Naja, du kannst DataBinding auch mit "nacktem" SWT & JFace verwenden, da braucht es kein Eclipse RCP Projekt und damit auch kein OSGi.


----------



## FArt (23. Mrz 2010)

Ich finde, wir sollten eine IDE-Flame-War hier aufmachen. Die Frage hat das ja fast herausgefordert ;-)

IntelliJ ist die einzig wahre IDE, alles andere ist Spielzeug  *G*


----------



## Siassei (23. Mrz 2010)

maki hat gesagt.:


> Eclipse IDE schlägt VS bei weitem


Ja. Eclipse, Netbeans, IntelliJ IDEA, und viele mehr.

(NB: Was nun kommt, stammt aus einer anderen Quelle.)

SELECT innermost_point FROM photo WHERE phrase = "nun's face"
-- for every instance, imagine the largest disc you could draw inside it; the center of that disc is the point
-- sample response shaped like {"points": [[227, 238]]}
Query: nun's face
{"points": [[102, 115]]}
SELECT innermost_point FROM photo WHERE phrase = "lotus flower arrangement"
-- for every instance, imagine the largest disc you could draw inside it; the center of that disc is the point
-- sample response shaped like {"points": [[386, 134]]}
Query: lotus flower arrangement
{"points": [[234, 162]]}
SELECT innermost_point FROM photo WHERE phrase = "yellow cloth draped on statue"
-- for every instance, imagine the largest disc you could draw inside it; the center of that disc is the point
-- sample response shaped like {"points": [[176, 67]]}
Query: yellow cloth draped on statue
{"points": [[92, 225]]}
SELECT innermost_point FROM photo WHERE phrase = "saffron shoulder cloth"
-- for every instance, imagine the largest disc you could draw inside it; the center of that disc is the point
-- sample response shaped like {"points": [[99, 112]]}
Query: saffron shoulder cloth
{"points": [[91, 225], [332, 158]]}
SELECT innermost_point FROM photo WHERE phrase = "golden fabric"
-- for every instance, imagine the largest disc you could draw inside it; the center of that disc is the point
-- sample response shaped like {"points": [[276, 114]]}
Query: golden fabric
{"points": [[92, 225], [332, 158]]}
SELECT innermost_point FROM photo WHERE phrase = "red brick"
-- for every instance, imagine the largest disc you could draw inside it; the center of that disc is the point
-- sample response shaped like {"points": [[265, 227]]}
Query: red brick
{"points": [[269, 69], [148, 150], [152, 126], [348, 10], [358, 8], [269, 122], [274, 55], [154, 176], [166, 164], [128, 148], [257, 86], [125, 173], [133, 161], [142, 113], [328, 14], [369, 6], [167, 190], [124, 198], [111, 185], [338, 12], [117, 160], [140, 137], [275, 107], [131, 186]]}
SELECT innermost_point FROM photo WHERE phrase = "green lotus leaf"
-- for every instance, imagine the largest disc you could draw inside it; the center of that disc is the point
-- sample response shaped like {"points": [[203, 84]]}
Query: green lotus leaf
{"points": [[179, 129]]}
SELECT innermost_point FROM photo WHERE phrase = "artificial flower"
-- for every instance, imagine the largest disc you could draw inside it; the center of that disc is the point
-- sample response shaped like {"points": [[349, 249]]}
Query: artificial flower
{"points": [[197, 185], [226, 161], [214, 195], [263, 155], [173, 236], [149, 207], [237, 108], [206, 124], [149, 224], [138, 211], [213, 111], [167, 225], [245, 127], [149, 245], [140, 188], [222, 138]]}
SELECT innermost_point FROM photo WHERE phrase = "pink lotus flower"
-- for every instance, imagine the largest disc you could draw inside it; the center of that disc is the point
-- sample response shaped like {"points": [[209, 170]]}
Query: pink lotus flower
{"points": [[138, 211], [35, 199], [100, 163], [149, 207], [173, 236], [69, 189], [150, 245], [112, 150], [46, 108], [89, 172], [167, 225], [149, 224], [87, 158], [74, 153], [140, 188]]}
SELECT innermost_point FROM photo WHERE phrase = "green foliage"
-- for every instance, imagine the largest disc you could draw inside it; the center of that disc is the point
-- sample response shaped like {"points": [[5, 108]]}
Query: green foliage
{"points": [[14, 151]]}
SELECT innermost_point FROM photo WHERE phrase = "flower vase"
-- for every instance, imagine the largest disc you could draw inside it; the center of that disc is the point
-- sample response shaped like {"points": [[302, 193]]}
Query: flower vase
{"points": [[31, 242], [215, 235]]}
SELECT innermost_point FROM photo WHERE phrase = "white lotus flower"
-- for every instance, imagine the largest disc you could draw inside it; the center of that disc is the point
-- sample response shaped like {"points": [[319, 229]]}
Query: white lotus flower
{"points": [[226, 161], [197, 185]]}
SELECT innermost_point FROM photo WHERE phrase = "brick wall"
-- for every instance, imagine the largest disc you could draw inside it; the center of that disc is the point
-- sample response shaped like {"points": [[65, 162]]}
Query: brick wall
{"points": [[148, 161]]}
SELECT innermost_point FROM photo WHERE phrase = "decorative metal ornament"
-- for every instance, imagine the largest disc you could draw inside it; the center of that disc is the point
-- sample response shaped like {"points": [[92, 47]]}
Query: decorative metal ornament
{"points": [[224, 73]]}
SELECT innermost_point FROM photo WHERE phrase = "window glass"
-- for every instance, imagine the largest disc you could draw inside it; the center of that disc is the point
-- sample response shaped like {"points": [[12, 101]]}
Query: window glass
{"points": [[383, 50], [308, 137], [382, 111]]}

Welche IDE du nimmst, musst du selber entscheiden. Aber du solltest auf jeden Fall einen Blick auf Netbeans werfen. Das ist ein kleines Schmuckkästchen und kann dir viel freude bereiten. Vor allem, wenn du auf Swing setzt. Der Designer ist wirklich gut.

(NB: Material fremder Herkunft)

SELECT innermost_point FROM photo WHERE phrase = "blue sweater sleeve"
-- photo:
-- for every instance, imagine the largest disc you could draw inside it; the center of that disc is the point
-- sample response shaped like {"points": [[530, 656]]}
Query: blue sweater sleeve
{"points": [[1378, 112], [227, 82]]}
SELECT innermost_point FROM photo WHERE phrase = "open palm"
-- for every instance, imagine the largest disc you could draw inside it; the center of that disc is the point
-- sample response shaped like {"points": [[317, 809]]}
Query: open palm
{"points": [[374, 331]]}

Swing mit Java ist im allg. viel Schreibarbeit und etwas umständlich. Ich würde dir empfehlen, einen Blick auf Scala zu werfen. Scala ist ebenfalls eine Sprache für die Java-Plattform und man kann damit die gesamte Java-Bibliothek nutzen. Zudem die Scala Bibliothek. Ich habe den Umstieg bis heute nicht bereut  Für Netbeans und IntelliJ gibt es auch schon ein sehr gutes Plugin. Lediglich die Dokumentation zu ScalaSwing lässt wünsche übrig, aber die Sprachdokumentation ist 1a.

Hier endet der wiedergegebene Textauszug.